I have a work-around, but I'm sure there is a more elegant solution. Ideally a solution that can also handle a different number of digits, such as turning 31-33 into 31, 32, 33, which also appears in the data. I removed them in the attempt below.

The thought process in the mutate below is to find any rows similar to 6114-7, and if found, paste a string which is formed by collapsing a sequence whose endpoints are extracted from the original value.
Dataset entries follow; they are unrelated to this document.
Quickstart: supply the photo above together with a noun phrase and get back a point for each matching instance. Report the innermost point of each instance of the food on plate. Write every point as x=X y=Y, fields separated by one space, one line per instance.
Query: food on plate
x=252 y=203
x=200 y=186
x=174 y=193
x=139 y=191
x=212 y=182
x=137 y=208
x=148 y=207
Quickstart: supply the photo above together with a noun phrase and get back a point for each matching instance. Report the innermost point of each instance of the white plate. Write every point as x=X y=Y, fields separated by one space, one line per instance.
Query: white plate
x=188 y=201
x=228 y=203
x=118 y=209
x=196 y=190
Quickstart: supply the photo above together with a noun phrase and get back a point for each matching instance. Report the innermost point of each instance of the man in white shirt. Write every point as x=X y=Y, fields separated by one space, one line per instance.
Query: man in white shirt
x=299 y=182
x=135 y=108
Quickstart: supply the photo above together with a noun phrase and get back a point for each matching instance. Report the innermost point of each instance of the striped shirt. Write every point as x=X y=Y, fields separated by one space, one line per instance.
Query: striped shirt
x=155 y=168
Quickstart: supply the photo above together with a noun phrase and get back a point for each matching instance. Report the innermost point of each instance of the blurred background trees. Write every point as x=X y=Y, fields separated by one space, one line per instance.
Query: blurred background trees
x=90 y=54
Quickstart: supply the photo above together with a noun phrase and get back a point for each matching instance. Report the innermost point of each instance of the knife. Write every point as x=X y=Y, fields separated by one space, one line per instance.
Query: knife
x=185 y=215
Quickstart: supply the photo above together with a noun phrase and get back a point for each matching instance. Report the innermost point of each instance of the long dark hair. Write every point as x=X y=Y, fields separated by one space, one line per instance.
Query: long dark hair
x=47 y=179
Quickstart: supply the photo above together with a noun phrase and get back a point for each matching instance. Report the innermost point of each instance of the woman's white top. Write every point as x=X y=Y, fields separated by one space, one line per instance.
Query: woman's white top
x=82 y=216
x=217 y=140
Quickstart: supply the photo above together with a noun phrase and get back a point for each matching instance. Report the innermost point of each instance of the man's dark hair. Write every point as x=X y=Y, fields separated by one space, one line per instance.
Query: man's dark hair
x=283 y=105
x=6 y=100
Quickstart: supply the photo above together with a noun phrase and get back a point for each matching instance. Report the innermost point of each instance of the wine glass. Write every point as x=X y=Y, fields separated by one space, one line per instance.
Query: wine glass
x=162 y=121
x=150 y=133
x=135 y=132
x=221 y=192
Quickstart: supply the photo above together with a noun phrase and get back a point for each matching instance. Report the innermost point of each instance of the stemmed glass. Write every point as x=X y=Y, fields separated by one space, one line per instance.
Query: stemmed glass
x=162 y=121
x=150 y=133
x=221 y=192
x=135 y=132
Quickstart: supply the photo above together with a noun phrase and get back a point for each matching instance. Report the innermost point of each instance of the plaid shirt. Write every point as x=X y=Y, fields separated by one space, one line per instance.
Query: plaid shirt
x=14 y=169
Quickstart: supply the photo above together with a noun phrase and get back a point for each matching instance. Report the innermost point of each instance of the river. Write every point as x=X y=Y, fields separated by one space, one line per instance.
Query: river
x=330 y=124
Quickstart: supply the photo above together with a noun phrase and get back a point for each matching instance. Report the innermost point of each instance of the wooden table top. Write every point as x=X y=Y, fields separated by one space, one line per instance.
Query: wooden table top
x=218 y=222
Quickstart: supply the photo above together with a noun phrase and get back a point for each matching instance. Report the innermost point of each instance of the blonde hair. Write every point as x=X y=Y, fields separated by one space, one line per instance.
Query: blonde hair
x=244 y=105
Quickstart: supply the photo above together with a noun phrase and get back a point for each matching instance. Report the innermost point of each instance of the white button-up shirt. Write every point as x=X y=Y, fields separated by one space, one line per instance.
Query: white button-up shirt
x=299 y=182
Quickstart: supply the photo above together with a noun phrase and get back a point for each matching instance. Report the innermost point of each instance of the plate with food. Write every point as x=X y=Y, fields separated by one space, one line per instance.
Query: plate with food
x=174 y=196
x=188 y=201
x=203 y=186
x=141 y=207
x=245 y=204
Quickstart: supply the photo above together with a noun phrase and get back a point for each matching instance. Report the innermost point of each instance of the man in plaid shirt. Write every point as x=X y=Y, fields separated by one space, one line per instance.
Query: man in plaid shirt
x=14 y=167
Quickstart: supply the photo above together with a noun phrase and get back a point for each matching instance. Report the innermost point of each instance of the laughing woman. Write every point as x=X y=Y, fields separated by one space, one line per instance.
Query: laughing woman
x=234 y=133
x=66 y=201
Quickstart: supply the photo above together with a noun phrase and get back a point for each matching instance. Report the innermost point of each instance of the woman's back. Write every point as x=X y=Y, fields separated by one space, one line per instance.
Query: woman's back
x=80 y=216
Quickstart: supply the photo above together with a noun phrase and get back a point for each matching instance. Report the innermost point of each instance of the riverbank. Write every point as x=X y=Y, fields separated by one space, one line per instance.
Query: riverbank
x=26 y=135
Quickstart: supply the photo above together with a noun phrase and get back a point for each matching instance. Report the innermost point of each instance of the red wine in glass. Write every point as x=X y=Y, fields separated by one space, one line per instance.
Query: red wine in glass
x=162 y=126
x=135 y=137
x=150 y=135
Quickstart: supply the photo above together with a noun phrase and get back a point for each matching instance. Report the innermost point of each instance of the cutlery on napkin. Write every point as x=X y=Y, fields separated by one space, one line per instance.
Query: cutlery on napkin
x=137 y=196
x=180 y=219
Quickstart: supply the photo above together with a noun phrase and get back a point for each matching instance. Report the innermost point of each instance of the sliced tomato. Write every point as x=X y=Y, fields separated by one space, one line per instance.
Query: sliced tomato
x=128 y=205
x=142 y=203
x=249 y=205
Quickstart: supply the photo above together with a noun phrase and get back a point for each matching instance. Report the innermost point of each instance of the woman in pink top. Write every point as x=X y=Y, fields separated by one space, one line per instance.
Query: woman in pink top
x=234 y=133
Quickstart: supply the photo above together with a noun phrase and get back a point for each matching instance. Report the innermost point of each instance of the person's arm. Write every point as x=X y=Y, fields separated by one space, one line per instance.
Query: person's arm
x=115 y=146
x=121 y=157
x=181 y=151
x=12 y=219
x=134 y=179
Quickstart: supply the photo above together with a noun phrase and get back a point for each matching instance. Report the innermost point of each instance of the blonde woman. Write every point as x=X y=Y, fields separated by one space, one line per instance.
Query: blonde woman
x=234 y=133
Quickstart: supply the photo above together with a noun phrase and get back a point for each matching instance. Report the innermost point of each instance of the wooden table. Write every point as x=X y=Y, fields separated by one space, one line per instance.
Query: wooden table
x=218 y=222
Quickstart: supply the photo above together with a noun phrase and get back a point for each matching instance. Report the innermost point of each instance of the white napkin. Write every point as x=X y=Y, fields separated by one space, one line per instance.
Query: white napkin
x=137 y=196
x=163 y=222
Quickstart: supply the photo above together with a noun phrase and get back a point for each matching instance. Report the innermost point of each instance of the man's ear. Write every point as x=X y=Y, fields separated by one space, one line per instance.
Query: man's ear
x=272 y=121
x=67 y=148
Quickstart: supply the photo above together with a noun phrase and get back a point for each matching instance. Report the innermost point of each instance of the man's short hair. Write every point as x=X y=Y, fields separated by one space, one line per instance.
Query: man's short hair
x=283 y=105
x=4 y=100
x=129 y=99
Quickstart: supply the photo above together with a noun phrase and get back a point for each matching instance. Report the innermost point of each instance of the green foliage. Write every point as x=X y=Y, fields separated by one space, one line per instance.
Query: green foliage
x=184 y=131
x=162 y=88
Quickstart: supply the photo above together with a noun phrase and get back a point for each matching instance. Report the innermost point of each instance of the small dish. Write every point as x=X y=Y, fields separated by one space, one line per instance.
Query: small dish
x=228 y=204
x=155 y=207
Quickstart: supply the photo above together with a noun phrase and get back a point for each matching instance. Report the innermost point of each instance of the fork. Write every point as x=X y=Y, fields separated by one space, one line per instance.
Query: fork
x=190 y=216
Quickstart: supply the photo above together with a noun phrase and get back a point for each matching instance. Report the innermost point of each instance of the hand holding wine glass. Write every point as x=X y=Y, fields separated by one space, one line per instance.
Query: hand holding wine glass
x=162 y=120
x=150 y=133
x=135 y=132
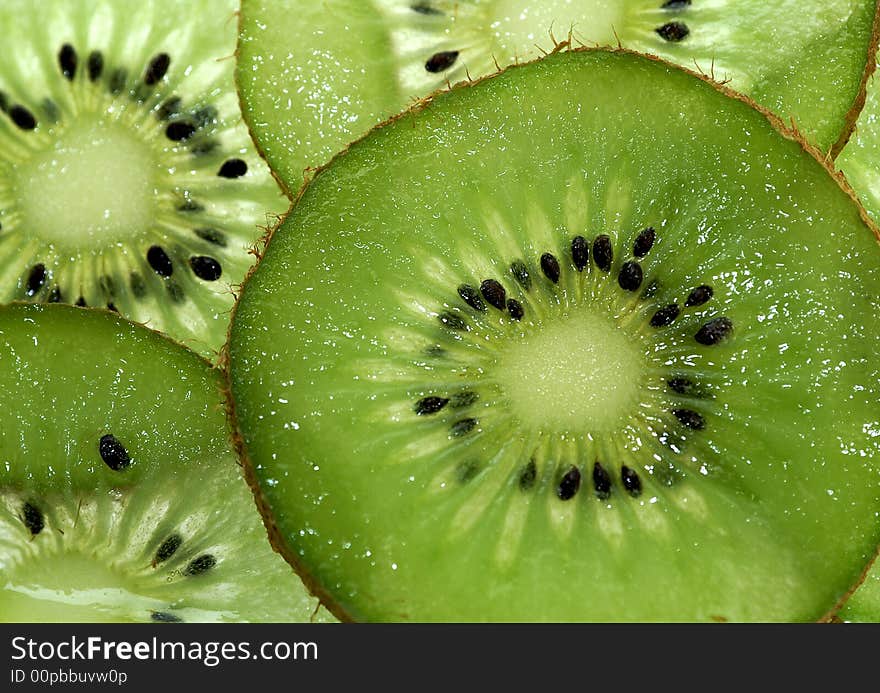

If a match is not found, NAICS is set equal to itself, no changes are made.

library(tidyverse)

data1 <- data0 |>
    rename(NAICS = "2022 NAICS") |>
    filter(!is.na(NAICS), NAICS != "NA") |>
    filter(str_detect(NAICS,"(\\d\\d)-(\\d\\d)",negate = TRUE)) |>
    rowwise() |>
    mutate(
        NAICS = ifelse(
            str_detect(NAICS, "(\\d+)-(\\d)"),
            paste(
                as.numeric(
                    str_extract(NAICS, "(\\d+)", group = 1)
                ):(
                    round(
                        as.numeric(
                            str_extract(NAICS, "(\\d+)", group = 1)
                        ),
                        digits = -1
                    ) +
                        as.numeric(
                            str_extract(NAICS, "-(\\d)", group = 1)
                        )
                ),
                collapse = ", "
            ),
            NAICS
        )
    )

# using data0 provided above, data1 is:
# A tibble: 5 × 1
# Rowwise: 
#  NAICS                 
#  <chr>                 
# 1 331                   
# 2 332, 333              
# 3 6113                  
# 4 6114, 6115, 6116, 6117
# 5 6118  

Solution

  • It seems to me that if the second number in a pair separated by a - is less than 10, we can assume that it is supposed to represent a value with the same number of 10s as the first value. Otherwise, it is treated as-is. For example 975-6 would represent 975, 976 and 51-5 would represent 51, 52, 53, 54, 55, but the latter could also be represented with 51-55.

    That being the case, we can do:

    unlist(lapply(strsplit(data0$`2022 NAICS`, '-'), \(x) {
      if(length(x) == 2) {
        x <- as.numeric(x)
        if(x[2] < 10) x[2] <- 10 * floor(x[1]/10) + x[2]
        paste(seq(as.numeric(x[1]), as.numeric(x[2])), collapse = ', ')
      } else x
    }))
    #> [1] "31, 32, 33"             "331"                    "332, 333"              
    #> [4] "6113"                   "6114, 6115, 6116, 6117" "6118"